Chi pensava ad una prossima risoluzione della vera e propria saga relativa a Do Kwon, il fondatore di Terra (LUNA), si è sbagliato, ancora una volta. Quando sembrava che l’imprenditore sudcoreano fosse in procinto di essere estradato in patria, è arrivato nuovamente un contrordine, proveniente stavolta dal Procuratore Supremo del Montenegro, Paese in cui Kwon è in custodia ormai dal marzo del 2023.
Alla base del nuovo colpo di scena, ci sarebbe la contestazione delle procedure adottate dall’Alta Corte per imporre l’estradizione in Corea del Sud invece che negli Stati Uniti, l’altro Paese che contende a quello asiatico l’onore di ospitarlo nelle patrie galere. In particolare, l’Alta Corte avrebbe esorbitato dalle proprie prerogative adottando procedimenti abbreviati. Da qui alla ricusazione della decisione presa, il passo è stato breve.
Un colpo di scena chiama l’altro
L’ultima decisione arriva ad appena un giorno di distanza dal respingimento dell’appello di Do Kwon contro la sua estradizione in Corea del Sud. Tale decisione avrebbe dovuto essere definitiva e non poteva essere nuovamente contestata in tribunale dal fondatore di Terra o dagli Stati Uniti.
A fare le loro veci e a fermare di nuovo il congegno della giustizia è stato quindi il Procuratore Supremo, con una decisione che apre le porte ad un nuovo dibattimento nelle aule di giustizia. Resta naturalmente da capire quando e come avverrà l’atto finale di questa saga che sta assumendo i toni della pochade.
Do Kwon e il suo socio in affari, Chang-joon Han, sono stati arrestati in uno scalo montenegrino nel marzo dello scorso anno, mentre tentavano di viaggiare su un aereo privato per Dubai con un passaporto costaricano falso. Entrambi gli interessati hanno naturalmente affermato di non sapere che i passaporti erano contraffatti. Sottoposti a processo, entrambi sono sono stati giudicati colpevoli e condannati a quattro mesi di carcere per il reato, scontati nel Paese balcanico.
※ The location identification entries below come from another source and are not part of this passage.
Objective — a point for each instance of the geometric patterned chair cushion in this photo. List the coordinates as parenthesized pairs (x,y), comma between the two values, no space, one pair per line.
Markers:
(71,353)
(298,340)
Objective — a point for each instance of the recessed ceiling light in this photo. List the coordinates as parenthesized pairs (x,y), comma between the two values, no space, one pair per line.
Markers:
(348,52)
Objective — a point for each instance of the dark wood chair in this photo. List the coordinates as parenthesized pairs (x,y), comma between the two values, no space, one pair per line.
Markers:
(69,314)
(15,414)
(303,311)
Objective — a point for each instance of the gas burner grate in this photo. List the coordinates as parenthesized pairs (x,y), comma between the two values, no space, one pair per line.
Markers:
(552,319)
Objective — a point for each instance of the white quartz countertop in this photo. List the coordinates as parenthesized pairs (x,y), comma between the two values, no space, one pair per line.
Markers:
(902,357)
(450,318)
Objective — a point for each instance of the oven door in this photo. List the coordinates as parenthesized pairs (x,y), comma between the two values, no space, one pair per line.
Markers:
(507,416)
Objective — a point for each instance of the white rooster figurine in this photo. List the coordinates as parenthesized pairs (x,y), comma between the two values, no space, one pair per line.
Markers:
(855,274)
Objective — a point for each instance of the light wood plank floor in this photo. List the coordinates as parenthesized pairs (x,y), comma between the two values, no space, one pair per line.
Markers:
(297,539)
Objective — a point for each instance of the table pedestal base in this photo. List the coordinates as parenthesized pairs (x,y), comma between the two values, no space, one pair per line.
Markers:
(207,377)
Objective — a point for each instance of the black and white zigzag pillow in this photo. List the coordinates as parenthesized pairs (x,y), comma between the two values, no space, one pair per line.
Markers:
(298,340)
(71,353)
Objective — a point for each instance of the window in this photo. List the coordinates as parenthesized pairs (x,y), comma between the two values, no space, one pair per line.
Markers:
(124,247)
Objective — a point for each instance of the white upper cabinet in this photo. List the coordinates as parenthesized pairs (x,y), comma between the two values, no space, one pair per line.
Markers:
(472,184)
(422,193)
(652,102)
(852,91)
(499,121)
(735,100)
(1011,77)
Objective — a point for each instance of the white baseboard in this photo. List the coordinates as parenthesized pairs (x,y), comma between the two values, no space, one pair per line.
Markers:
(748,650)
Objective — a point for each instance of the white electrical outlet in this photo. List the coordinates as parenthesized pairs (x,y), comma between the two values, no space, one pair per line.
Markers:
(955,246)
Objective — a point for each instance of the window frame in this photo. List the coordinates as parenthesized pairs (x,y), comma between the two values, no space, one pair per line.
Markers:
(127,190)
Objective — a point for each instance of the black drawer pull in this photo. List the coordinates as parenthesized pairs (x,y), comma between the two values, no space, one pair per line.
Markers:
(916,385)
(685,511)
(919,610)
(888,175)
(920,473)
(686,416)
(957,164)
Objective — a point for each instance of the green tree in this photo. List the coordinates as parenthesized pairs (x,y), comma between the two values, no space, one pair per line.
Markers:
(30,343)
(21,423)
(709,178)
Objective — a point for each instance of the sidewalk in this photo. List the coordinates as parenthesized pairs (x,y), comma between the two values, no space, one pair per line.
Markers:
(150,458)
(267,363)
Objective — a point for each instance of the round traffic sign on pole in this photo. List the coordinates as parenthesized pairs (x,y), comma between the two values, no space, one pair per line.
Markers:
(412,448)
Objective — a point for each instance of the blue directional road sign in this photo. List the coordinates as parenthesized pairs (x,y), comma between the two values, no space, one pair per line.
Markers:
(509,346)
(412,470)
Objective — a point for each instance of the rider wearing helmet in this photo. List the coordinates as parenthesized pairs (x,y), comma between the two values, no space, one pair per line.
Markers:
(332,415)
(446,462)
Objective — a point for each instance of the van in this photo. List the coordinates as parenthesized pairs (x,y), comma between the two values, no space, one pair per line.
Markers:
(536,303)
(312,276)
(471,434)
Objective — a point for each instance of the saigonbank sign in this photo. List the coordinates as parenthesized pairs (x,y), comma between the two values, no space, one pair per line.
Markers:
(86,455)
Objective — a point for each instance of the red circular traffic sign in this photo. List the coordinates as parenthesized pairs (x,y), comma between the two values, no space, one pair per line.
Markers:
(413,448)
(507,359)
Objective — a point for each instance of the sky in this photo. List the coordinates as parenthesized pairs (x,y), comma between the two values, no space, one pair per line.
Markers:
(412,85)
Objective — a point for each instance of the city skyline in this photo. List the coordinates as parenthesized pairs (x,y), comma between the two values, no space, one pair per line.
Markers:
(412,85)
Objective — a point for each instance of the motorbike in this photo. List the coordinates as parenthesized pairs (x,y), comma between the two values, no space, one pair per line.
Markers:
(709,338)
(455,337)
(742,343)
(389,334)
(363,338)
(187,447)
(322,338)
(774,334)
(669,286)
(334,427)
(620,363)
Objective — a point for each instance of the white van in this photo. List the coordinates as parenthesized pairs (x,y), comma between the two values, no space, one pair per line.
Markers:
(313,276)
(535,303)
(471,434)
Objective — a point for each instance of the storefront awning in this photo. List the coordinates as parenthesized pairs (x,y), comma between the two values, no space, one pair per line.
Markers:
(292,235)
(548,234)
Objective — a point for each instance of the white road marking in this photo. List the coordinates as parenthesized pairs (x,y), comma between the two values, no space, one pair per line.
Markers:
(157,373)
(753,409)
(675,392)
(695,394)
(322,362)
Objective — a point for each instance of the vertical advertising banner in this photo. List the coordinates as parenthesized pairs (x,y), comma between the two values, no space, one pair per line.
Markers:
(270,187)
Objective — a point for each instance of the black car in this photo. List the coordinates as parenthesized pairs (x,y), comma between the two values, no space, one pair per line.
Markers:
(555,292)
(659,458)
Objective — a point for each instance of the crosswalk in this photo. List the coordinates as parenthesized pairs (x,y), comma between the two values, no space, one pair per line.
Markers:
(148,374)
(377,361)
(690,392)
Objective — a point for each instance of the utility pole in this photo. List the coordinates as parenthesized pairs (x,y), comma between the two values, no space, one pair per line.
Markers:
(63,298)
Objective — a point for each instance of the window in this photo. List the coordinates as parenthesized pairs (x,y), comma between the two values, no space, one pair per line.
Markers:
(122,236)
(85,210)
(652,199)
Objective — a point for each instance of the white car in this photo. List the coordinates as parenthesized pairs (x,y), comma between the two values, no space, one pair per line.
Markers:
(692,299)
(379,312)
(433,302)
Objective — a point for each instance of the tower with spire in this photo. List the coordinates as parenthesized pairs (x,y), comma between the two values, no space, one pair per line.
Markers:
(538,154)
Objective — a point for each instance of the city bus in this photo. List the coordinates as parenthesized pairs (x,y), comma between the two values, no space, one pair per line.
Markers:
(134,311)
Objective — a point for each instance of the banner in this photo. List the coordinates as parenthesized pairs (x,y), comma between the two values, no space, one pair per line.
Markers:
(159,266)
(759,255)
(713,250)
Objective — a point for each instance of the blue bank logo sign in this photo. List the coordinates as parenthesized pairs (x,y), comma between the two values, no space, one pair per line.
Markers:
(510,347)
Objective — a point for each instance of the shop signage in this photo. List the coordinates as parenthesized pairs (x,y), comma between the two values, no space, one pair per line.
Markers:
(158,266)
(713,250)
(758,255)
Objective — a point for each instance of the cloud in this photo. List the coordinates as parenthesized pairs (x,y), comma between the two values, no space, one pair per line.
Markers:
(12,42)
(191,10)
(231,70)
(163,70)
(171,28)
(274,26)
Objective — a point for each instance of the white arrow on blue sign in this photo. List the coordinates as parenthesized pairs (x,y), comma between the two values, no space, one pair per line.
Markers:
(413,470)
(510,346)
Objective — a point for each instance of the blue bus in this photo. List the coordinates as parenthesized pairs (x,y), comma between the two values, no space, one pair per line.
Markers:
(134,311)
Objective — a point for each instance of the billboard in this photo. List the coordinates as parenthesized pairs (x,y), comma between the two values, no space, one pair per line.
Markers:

A febbraio, Han è stato quindi estradato in Corea del Sud, ove è stato accusato di essere coinvolto nel crac di Terra. Stando a quanto dichiarato dal Ministero della Giustizia di Seoul, l’ex direttore finanziario di Terraform Labs, ove giudicato colpevole, rischia una condanna all’ergastolo.
Cosa potrebbe accadere ora
Ormai, alla luce di quanto accaduto sin qui, formulare previsioni sulla vicenda di Do Kwon sembra un puro esercizio stilistico. Già due volte, infatti, il fondatore di Terra è riuscito a scansare l’estradizione negli Stati Uniti. Ora è toccato al governo sudcoreano saggiare le complicazioni della giustizia montenegrina e vedere annullata quell’estradizione che, pure, sembrava ormai dietro l’angolo.
Secondo l’avvocato montenegrino Goran Rodic, Do Kwon sarà probabilmente estradato in Corea del Sud dopo il 23 marzo, ma si tratta pur sempre di una previsione. Mentre la realtà si è dimostrata sin qui molto diversa, con una serie di colpi di scena destinati ad aumentare i malumori di coloro che hanno perso i loro soldi nel crac di Terra.
A tal proposito occorre ricordare come, proprio di recente, un’associazione di utenti danneggiati nella vicenda abbia pubblicato una petizione in cui si chiede di lasciare Do Kwon alla giustizia statunitense. Secondo l’associazione, infatti, quella locale darebbe troppe possibilità di farla franca al fondatore di Terra. Molto meglio, di conseguenza, lasciare l’uomo agli Stati Uniti ove, notoriamente, i reati di carattere finanziario sono perseguiti con durezza draconiana.
La vicenda di Do Kwon si intreccia con quella di Sam Bankman-Fried
A conferma di quanto affermato dagli ex utenti di Terra, negli Stati Uniti sta procedendo spedito verso l’epilogo il processo a Sam Bankman-Fried. Il fondatore di FTX, infatti, è in attesa di sapere quale sarà la sua pena, con richieste che si vanno a posizionare tra i 40 e i 50 anni di reclusione. Cui si aggiungerebbe una sanzione pecuniaria pari a undici miliardi di dollari.
Richieste che fanno capire i motivi per i quali Do Kwon non voglia essere processato negli Stati Uniti. Ad oggi, comunque, sembra che a giudicarlo sarà una corte del suo Paese natale. A questo punto, però, il quesito non è tanto su chi lo giudicherà, ma quando.